The majority of the rotational lines are from
(1) M. Caris, F. Lewen, and G. Winnewisser, 2002, Z. Naturforsch. 57a, 663. Additional lower frequency data are from
(2) P. L. Clouser and W. Gordy, 1964, Phys. Rev. 134, 863.
Further, new lower frequency data are from
(3) C. Cabezas, J. Cernicharo, G. Quintana-Lacaci, I. Peña, M. Agundez, L. Velilla Prieto, A. Castro-Carrizo, J. Zuñiga, A. Bastida, J. L. Alonso, and A. Requena, 2016, Astrophys. J. 825, Art. No. 150;
and from
(4) B. A. Timp, J. L. Doran, S. Iyer, J.-U. Grabow, and K. R. Leopold, 2012, J. Mol. Spectrosc. 271, 20.

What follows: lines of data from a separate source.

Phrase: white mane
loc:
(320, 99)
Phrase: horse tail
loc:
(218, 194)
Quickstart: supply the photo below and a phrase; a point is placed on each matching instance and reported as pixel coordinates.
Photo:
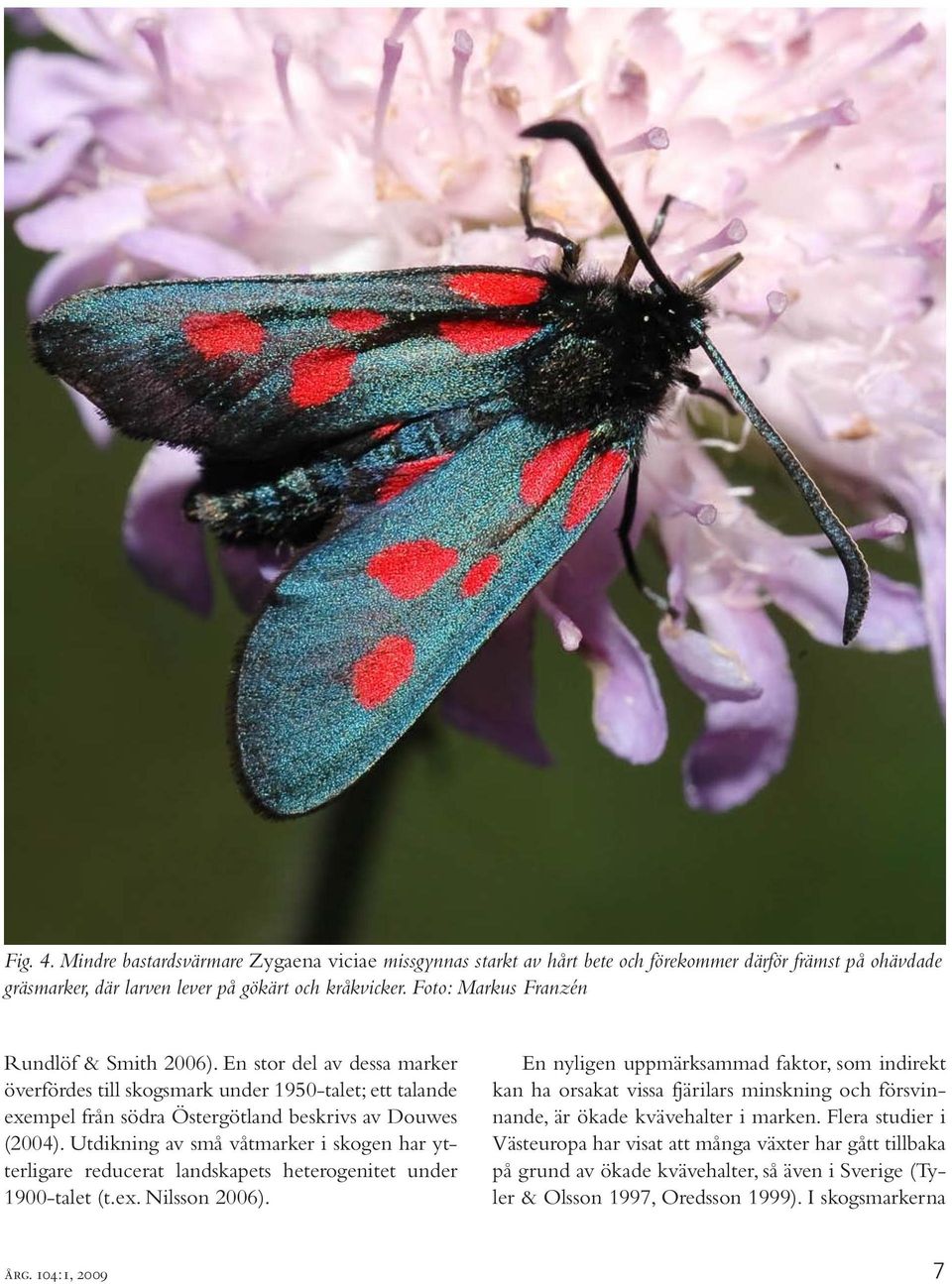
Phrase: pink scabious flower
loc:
(231, 142)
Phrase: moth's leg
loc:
(631, 257)
(631, 497)
(569, 249)
(694, 386)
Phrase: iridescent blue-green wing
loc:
(364, 631)
(260, 368)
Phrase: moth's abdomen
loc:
(295, 501)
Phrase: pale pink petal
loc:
(251, 571)
(627, 712)
(164, 546)
(185, 255)
(67, 274)
(44, 90)
(91, 218)
(744, 744)
(812, 588)
(711, 670)
(44, 169)
(627, 709)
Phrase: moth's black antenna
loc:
(844, 544)
(579, 139)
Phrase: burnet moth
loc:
(431, 440)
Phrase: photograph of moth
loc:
(430, 440)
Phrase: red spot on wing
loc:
(405, 474)
(222, 334)
(357, 321)
(318, 375)
(412, 569)
(479, 575)
(482, 336)
(544, 471)
(498, 290)
(383, 670)
(595, 484)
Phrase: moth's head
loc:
(686, 301)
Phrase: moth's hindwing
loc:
(364, 631)
(259, 368)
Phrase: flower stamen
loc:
(461, 53)
(652, 140)
(392, 53)
(282, 51)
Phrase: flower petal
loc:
(90, 417)
(251, 573)
(185, 253)
(744, 744)
(94, 217)
(627, 708)
(30, 178)
(708, 669)
(44, 90)
(494, 695)
(67, 274)
(164, 546)
(930, 546)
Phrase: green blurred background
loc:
(124, 823)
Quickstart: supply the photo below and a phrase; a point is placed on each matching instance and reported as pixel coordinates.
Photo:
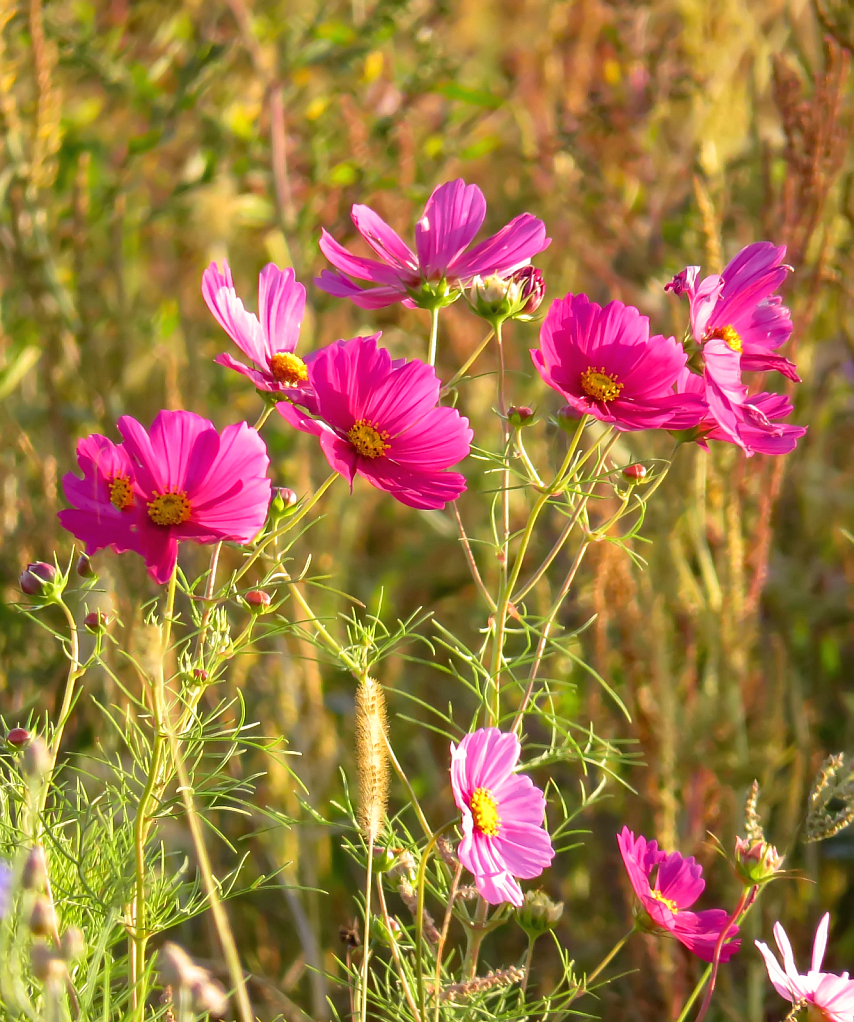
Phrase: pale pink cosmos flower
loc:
(180, 480)
(503, 815)
(829, 995)
(667, 885)
(377, 418)
(740, 307)
(605, 364)
(451, 220)
(270, 338)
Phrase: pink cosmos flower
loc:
(751, 421)
(667, 885)
(740, 308)
(503, 814)
(831, 994)
(446, 228)
(271, 341)
(378, 418)
(181, 480)
(605, 363)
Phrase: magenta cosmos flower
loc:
(605, 364)
(828, 995)
(378, 418)
(752, 421)
(181, 480)
(503, 813)
(271, 340)
(741, 309)
(446, 228)
(666, 886)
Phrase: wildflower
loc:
(378, 419)
(829, 996)
(740, 308)
(440, 267)
(605, 364)
(270, 338)
(666, 885)
(503, 833)
(182, 480)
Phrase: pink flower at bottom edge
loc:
(666, 885)
(832, 994)
(503, 813)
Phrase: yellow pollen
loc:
(368, 439)
(121, 493)
(728, 334)
(169, 509)
(288, 369)
(485, 811)
(600, 385)
(668, 902)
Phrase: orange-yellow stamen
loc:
(601, 385)
(288, 369)
(668, 902)
(369, 440)
(728, 334)
(485, 811)
(121, 493)
(169, 509)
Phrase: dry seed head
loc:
(371, 756)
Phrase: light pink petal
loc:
(449, 222)
(281, 306)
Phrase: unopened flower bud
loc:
(36, 761)
(18, 737)
(96, 620)
(538, 914)
(258, 601)
(73, 944)
(38, 578)
(35, 870)
(531, 288)
(519, 415)
(43, 918)
(756, 862)
(634, 473)
(84, 567)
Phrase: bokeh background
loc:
(142, 139)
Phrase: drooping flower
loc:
(666, 885)
(378, 418)
(270, 338)
(740, 307)
(440, 266)
(752, 421)
(605, 364)
(831, 995)
(503, 815)
(182, 480)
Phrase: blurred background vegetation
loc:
(142, 139)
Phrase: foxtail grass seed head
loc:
(371, 756)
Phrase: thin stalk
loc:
(434, 335)
(142, 822)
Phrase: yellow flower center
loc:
(368, 439)
(668, 902)
(288, 369)
(121, 493)
(728, 334)
(169, 509)
(485, 811)
(600, 385)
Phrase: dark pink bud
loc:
(37, 578)
(634, 473)
(18, 737)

Rovibrational transitions were taken from
(5) R. S. Ram, M. Dulick, B. Guo, K.-Q. Zhang, P. F. Bernath, 1997, J. Mol. Spectrosc. 183, 360;
from
(6) H. Uehara, K. Horiai, K. Nakagawa, and T. Fujimoto, 1989, J. Mol. Spectrosc. 134, 98;
and from
(7) K. Horiai, T. Fujimoto, K. Nakagawa, and H. Uehara, 1989, Chem. Phys. Lett. 147, 133.

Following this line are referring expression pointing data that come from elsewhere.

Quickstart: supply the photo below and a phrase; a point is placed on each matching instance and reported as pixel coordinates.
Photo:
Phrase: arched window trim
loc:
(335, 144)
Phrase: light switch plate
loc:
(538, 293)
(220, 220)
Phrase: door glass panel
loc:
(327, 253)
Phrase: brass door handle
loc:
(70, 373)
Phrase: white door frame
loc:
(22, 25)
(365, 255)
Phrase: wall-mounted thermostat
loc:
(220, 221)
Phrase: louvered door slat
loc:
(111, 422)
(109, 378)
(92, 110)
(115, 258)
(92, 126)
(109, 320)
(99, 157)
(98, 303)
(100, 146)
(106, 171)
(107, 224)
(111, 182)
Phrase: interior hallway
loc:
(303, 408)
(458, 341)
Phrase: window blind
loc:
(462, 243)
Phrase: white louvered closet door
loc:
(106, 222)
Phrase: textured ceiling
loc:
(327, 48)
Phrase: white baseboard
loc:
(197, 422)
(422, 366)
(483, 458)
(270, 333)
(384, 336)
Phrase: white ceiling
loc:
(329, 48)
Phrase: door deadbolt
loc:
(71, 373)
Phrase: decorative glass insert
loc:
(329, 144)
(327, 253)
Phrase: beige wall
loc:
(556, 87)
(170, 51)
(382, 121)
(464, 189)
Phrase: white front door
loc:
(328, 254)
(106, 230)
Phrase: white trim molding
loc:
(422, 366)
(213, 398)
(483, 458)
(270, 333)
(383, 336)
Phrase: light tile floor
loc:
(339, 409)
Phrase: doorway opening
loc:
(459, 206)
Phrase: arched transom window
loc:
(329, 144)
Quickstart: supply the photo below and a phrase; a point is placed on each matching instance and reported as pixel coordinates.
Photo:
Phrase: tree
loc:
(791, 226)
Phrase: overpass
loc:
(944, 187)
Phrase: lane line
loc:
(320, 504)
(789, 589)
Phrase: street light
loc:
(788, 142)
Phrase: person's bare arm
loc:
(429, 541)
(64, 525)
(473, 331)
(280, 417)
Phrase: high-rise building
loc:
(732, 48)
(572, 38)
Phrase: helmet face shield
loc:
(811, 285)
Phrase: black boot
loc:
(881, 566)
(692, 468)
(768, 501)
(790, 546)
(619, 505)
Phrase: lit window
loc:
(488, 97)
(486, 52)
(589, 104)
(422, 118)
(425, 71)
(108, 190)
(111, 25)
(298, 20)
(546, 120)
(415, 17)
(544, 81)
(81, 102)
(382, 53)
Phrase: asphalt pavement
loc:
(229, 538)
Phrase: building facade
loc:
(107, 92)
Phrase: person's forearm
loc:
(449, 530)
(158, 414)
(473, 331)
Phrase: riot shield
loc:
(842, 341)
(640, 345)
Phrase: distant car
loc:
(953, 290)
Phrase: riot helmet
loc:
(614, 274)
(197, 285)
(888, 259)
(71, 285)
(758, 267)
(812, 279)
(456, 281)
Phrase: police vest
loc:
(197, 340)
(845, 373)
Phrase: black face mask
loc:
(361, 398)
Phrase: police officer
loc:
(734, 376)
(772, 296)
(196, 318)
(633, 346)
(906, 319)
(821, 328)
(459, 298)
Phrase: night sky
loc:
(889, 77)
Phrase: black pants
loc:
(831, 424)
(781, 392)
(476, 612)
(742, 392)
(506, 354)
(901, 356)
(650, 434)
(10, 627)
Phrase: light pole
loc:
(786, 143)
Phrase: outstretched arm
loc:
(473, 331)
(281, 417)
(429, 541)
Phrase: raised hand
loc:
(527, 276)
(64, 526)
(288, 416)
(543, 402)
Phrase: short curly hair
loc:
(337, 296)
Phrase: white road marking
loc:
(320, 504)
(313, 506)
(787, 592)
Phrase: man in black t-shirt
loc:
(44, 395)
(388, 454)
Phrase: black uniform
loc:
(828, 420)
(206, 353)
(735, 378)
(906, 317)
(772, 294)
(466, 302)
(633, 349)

The analysis follows largely that in (3), meaning that data for the ³⁵Cl and ³⁷Cl isotopologs were fit together.
²³Na and ³⁶Cl hyperfine splitting is negligible except possibly for very low values of J.
Predictions should be reliable throughout for v up to at least 4. The partition function takes into account all states up to v = 30. The dipole moments were calculated according to an empirical formula from
(8) F. H. de Leeuw, R. van Wachem, and A. Dymanus, 1970, J. Chem. Phys. 53, 981;
with the vibrational contributions corrected according to the Born-Oppenheimer approximation.